Sobre o tema Freud afirmou que "para muitas pessoas, o texto não flui. Ele sai receoso, com medo do ato de imprimir-se. Pode tratar-se, neste caso, de um medo maior de concretizar-se e entregar-se. Medo da possibilidade de o outro nos pegar, analisar, perceber nossos defeitos. Trata-se de uma espécie de desnudar-se e colocar-se diante das outras pessoas como objeto de análise".
Sou adicta em escrita e, em tempos que a trama comunicacional supervaloriza a imagem e o som, com gatilhos rápidos e armadilhas que prendem a atenção do receptor sem levá-lo, necessariamente a algum tipo de reflexão que faça sentido em sua vida, faço questão de mergulhar fundo nas palavras, tecendo meu casulo, minha inexorável mortalha.     
 
 


domingo, 26 de janeiro de 2020

Eis que tudo se fez novo



Há uma latente fertilidade nos terrenos arrasados, revirados e pisados.

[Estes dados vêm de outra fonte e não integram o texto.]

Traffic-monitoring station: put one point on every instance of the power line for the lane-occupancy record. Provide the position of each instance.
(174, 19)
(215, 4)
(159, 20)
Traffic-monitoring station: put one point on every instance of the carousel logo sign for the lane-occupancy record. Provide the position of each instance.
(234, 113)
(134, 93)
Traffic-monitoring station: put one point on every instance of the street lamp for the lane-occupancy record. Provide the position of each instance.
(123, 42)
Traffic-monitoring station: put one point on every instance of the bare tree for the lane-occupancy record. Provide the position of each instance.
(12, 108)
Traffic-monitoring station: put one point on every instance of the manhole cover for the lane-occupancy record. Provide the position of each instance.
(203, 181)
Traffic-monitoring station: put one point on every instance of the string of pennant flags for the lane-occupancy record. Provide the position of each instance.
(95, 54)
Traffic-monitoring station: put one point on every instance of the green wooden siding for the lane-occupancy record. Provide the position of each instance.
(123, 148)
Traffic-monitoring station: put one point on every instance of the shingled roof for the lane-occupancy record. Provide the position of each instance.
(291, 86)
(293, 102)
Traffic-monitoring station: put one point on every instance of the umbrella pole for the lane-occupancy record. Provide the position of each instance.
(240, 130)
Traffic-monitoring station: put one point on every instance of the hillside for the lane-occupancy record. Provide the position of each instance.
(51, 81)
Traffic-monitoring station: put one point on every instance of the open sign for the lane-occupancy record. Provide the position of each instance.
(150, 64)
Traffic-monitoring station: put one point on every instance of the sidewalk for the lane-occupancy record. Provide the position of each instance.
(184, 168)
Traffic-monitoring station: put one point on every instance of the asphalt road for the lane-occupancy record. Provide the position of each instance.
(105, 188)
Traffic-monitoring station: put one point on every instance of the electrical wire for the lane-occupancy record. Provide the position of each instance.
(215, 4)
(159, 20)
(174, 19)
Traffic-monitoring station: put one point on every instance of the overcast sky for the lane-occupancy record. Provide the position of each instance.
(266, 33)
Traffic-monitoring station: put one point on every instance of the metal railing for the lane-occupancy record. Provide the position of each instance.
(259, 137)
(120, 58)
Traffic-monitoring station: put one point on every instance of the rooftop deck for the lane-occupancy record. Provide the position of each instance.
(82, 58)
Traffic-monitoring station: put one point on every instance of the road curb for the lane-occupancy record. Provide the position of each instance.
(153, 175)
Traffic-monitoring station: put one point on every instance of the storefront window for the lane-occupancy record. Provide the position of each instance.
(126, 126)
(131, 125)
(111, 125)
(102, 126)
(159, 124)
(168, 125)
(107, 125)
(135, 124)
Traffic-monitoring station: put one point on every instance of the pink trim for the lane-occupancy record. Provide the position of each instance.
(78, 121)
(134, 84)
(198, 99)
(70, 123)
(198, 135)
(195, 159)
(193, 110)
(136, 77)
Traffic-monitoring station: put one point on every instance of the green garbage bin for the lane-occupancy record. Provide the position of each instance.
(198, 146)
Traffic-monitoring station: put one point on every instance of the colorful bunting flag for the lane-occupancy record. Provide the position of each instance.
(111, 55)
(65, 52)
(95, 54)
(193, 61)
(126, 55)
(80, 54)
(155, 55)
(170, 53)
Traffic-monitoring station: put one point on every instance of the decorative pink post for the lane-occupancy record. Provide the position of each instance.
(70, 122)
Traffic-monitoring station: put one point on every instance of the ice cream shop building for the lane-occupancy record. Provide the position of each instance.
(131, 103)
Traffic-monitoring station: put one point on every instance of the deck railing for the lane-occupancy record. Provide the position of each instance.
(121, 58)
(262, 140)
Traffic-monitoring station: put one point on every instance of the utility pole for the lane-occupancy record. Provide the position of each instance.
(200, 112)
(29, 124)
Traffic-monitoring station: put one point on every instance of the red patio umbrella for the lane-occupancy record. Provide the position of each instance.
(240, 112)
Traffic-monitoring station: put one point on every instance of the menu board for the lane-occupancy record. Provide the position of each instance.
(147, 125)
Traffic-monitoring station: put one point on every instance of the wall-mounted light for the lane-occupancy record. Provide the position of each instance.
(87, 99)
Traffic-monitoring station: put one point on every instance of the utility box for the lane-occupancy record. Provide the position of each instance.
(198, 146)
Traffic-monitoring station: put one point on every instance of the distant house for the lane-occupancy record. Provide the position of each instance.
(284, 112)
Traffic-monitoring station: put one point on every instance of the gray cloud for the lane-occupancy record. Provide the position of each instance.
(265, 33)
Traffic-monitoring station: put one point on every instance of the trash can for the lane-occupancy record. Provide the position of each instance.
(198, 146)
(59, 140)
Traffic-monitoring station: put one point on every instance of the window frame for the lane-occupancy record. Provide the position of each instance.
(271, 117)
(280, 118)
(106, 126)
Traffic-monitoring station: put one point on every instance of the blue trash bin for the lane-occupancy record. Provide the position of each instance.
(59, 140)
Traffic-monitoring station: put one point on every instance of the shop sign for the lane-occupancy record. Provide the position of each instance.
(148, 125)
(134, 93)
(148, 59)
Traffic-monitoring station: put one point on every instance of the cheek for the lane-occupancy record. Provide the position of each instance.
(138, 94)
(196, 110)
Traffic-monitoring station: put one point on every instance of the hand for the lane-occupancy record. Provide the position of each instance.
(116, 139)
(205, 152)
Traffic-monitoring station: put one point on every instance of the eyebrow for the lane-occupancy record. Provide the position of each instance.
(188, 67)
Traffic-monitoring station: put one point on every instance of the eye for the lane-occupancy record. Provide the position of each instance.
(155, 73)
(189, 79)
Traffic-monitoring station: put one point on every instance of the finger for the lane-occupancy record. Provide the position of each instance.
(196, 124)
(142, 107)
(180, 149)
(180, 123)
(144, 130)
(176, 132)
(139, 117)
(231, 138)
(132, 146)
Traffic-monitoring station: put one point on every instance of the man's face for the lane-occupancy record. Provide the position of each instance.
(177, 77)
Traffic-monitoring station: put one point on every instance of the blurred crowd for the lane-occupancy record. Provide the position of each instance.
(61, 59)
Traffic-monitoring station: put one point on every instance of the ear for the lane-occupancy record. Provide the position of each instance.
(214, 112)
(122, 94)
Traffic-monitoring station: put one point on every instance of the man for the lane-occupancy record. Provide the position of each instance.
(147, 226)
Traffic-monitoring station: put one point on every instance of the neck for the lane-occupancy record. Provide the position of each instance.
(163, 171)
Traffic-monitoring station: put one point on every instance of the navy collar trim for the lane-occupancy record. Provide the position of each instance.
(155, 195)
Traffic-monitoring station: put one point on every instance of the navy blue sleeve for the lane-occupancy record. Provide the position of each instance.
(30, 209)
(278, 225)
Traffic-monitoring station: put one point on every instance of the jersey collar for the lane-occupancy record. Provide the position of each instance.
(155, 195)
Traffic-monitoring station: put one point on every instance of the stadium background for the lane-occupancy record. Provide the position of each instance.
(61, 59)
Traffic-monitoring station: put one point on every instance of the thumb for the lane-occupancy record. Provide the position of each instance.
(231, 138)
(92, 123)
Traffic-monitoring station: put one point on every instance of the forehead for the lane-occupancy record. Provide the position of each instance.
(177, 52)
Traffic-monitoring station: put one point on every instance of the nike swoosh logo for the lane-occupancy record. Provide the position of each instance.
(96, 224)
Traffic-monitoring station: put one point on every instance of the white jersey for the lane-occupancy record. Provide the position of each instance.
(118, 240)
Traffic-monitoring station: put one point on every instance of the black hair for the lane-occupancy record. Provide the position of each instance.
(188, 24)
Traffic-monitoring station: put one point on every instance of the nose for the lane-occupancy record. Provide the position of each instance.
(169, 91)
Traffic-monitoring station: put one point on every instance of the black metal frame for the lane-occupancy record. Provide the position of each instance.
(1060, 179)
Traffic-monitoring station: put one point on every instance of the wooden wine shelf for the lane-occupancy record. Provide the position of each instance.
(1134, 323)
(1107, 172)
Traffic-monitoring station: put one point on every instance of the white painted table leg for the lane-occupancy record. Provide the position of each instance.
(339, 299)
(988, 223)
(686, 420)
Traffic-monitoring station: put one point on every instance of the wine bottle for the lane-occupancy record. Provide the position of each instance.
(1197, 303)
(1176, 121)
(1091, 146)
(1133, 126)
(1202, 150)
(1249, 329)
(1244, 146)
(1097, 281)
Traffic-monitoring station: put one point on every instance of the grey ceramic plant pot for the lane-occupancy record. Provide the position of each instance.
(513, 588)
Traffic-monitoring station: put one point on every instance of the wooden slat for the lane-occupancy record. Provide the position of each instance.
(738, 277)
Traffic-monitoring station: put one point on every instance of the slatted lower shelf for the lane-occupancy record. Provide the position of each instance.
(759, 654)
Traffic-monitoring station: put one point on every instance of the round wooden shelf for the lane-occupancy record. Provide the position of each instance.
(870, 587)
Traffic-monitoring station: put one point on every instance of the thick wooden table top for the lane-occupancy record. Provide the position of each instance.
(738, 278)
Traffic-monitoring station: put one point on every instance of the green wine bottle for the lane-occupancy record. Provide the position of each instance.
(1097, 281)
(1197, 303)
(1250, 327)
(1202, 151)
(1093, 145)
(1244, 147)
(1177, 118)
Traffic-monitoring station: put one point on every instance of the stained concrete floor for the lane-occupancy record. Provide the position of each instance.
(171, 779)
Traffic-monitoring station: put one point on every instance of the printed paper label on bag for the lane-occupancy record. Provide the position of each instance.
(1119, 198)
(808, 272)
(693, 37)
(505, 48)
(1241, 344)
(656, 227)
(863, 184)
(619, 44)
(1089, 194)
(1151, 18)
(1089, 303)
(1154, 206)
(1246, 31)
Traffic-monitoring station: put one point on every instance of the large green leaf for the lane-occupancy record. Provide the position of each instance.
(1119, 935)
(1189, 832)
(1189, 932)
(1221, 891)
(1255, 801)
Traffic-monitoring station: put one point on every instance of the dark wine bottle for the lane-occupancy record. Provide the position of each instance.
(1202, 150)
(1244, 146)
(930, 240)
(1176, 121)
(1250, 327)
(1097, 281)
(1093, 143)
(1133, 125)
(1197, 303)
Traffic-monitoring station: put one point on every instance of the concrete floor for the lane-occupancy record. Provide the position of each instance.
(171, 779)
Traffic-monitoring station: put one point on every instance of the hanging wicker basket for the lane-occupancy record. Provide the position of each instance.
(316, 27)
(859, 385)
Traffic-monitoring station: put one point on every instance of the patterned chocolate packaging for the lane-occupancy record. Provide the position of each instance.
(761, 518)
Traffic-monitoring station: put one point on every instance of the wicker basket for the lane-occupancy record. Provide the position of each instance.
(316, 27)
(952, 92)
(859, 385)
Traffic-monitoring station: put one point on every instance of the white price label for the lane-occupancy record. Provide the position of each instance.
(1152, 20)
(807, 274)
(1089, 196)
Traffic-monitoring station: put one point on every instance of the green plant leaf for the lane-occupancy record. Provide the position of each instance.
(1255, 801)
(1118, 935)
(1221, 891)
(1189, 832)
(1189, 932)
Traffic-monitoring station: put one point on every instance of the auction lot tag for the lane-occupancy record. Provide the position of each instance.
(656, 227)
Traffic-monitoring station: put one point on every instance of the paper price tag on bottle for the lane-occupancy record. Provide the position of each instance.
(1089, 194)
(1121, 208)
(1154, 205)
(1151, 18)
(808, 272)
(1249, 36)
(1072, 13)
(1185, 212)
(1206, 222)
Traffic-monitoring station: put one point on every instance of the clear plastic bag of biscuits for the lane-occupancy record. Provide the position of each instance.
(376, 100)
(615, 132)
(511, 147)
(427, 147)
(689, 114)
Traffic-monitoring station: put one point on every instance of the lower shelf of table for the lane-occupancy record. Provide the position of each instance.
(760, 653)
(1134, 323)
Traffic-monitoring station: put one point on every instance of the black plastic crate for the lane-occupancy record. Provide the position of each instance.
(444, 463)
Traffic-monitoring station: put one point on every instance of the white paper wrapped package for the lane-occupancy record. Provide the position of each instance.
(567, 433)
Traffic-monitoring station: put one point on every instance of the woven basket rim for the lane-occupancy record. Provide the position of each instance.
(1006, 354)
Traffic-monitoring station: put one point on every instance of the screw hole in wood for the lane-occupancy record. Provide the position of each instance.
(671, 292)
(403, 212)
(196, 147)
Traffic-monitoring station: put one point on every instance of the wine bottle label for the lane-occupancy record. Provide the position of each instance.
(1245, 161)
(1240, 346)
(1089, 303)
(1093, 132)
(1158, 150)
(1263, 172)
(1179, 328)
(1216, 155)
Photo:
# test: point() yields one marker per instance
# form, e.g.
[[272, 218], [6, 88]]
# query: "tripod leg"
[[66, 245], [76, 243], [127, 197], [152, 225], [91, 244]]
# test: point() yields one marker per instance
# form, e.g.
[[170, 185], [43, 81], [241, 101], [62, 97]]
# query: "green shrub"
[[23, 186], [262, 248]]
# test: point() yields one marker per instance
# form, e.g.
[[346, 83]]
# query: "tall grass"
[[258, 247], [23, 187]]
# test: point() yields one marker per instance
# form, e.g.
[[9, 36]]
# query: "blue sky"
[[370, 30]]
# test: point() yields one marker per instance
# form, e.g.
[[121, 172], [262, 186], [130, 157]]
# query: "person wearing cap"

Muita vida ávida para ressurgir, com a força inimaginável da natureza. 
Os especialistas em transformar campos vivos em terra devastada são passageiros e por mais que destruam tudo ao redor, novas sementes chegarão com o vento e, no tempo certo, povoarão de vida a charneca ressequida.  
E nesse momento de reencontro comigo compreendo que a força de regeneração da terra é a mesma da vida, quando se tem fé.
A propósito, destaco um trecho do maravilhoso livro da Clarissa Pinkolas Estés, "O Jardineiro que tinha fé", que bem ilustra esse sentimento sobre "o que não pode morrer nunca":

"Enquanto caminhávamos, titio matutava: 'Já ouvi pessoas perguntando onde fica o jardim do Éden. Ora! Qualquer lugar que se pise nesta terra é o jardim do Éden. Toda esta terra, por baixo dos trilhos de trens e das rodovias, na sua roupagem gasta, do seu entulho, de tudo isso, é o jardim de Deus - ainda com o frescor do dia em que foi criado. É verdade que em muitos lugares o Éden está enterrado e esquecido, mas o jardim pode ser restaurado. Onde quer que haja terra sem uso, mal utilizada ou exausta, o Éden ainda está bem ali embaixo....
E o que não pode morrer nunca? É aquela força de fé que já nasce dentro de nós, que é maior do que nós, que chama as novas sementes para os lugares áridos, maltratados, abertos, para que possamos nos ressemear. É essa força, na sua insistência, na sua lealdade a nós. No seu amor por nós, nos seus meios, na maioria das vezes, misteriosos, que é maior, muito mais majestosa e muito mais antiga do que qualquer outra jamais conhecida".

Assim que, se alguém está em Cristo, nova criatura é; as coisas velhas já passaram; eis que tudo se fez novo.